Há um equívoco comum em pensar que a moda negra se resume a acessórios e roupas com estampas étnicas. Embora essas estampas possuam um  valor cultural intangível  e, na diáspora, representem de forma marcante o resgate da cultura africana que foi algo de insistentes tentativas de apagamento (que ainda perduram), elas são apenas uma das muitas expressões do design negro. Criadores negros têm ampliado os horizontes e impactado as percepções da moda com ideias inovadoras, que incluem referências do movimento afrofuturista, elementos das religiões de matriz africana e inspirações do cotidiano que se entrelaçam com a vida e a história das comunidades negras em diferentes lugares do mundo. 

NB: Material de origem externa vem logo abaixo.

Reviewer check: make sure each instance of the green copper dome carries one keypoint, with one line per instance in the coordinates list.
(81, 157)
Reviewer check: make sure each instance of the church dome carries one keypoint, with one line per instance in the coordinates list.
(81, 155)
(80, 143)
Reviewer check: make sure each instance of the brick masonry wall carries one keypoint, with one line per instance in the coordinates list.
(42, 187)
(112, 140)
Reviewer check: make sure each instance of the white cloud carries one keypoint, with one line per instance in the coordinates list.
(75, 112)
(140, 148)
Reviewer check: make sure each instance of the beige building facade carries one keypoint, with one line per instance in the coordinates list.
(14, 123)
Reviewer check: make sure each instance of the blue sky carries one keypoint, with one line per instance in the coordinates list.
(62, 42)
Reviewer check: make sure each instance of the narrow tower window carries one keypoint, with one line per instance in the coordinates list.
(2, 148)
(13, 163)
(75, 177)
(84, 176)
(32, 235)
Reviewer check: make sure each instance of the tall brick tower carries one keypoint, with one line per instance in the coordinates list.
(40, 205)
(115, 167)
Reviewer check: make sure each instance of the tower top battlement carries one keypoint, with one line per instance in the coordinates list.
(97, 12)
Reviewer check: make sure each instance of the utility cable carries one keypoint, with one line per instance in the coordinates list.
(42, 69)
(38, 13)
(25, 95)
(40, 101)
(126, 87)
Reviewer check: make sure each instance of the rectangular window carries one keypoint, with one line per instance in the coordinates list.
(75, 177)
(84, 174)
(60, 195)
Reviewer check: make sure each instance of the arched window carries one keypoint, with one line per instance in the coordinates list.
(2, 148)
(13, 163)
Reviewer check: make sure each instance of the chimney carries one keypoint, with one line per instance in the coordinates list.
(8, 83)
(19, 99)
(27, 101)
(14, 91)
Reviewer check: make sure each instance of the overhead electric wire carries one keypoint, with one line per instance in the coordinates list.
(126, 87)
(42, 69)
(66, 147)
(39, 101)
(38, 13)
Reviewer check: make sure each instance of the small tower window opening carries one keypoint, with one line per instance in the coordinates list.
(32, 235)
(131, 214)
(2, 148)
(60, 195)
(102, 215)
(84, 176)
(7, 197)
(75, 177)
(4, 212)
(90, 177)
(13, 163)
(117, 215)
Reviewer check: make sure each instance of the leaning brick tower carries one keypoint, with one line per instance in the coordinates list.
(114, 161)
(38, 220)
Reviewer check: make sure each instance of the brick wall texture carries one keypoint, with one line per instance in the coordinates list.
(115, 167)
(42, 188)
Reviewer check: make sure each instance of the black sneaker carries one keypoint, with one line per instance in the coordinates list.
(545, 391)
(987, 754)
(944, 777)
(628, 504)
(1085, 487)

Se as estampas produzem o entendimento visual literal de que aquele produto tem ligação com África, ainda que exija um olhar mais apurado para entender seus diferentes significados, as releituras e novas criações de  estilistas negros são um exemplo de como a moda afro vem crescendo. A designer nigeriana, Lisa Folawiyo, da marca Jewel by Lisa, que já vestiu  Lupita N’yongo e Solange Knowles, traz em suas peças reinterpretações das estampas, utilizando tecidos africanos tradicionais com técnicas modernas de construção de vestuário.

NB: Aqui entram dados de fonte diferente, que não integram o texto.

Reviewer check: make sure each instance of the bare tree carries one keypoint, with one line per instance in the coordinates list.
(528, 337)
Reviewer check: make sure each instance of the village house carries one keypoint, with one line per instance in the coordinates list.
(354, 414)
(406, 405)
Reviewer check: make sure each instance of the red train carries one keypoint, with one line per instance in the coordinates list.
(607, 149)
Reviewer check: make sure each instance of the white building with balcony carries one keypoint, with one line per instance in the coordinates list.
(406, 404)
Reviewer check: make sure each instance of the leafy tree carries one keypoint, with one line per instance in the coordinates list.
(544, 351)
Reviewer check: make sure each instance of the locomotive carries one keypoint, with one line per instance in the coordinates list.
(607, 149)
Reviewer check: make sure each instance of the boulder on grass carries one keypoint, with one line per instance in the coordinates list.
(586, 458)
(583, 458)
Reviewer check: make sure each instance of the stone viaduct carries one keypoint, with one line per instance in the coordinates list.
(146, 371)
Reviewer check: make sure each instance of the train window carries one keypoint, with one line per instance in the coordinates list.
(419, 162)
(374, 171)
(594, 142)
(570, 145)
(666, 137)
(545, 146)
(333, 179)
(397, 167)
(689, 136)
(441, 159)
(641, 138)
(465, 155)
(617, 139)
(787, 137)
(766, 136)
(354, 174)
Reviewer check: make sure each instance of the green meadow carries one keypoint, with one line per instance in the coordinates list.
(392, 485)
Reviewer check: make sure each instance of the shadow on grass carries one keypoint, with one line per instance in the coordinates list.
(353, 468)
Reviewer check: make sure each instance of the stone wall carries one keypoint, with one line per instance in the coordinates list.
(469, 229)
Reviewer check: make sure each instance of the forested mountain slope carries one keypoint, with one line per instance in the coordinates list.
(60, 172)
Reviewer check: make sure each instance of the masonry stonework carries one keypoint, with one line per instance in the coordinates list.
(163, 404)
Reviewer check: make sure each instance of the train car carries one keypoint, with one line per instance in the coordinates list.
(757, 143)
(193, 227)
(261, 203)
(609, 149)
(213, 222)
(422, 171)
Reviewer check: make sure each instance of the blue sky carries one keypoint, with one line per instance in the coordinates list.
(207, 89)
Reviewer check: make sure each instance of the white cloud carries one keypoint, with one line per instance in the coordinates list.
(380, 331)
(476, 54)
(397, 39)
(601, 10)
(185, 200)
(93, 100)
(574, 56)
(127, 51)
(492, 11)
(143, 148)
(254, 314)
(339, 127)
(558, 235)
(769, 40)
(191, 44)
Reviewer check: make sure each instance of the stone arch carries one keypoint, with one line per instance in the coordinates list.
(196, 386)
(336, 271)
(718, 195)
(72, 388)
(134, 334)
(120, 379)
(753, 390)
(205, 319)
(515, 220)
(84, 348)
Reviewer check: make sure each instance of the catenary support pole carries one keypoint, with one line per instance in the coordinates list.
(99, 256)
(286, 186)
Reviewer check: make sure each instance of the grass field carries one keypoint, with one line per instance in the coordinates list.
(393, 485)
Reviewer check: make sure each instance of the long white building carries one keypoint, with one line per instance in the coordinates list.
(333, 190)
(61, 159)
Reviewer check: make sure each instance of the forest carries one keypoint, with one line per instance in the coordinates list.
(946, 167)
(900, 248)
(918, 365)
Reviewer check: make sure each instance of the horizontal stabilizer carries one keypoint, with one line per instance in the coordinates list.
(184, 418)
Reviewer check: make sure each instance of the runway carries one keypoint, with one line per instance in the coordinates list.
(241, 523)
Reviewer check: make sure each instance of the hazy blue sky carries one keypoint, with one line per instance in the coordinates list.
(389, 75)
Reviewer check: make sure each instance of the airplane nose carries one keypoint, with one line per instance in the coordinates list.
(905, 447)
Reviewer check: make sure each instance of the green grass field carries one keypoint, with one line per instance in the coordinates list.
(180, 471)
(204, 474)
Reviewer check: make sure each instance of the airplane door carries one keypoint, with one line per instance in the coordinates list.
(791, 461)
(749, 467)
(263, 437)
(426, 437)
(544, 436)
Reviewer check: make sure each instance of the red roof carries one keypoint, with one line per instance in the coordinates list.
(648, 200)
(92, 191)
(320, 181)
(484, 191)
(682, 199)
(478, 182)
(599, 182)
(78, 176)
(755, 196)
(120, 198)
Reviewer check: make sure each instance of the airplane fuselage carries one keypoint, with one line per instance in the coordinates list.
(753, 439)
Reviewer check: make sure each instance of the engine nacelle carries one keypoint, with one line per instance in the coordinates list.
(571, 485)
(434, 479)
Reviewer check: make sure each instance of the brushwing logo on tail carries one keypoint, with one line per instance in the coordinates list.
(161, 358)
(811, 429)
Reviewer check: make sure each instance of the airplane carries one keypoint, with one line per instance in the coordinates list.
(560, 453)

Foto: Reprodução/Lisa Folaiywo

Ao trazer uma memória de infância, Folawiyo conta como a mãe vestia ela e os irmãos: “Ela era muito criteriosa [sobre] como todos os quatro filhos se apresentavam ao mundo em termos do que vestíamos e, inconscientemente, eu me tornei muito consciente das roupas, de como eu queria parecer. Além disso, minha mãe é de Trinidad e Tobago, e acho que isso [inspirou] meu amor por cores e estampas”, contou em uma entrevista concedida para a revista norte-americana Essence, ao lembrar de como a mãe a influenciou.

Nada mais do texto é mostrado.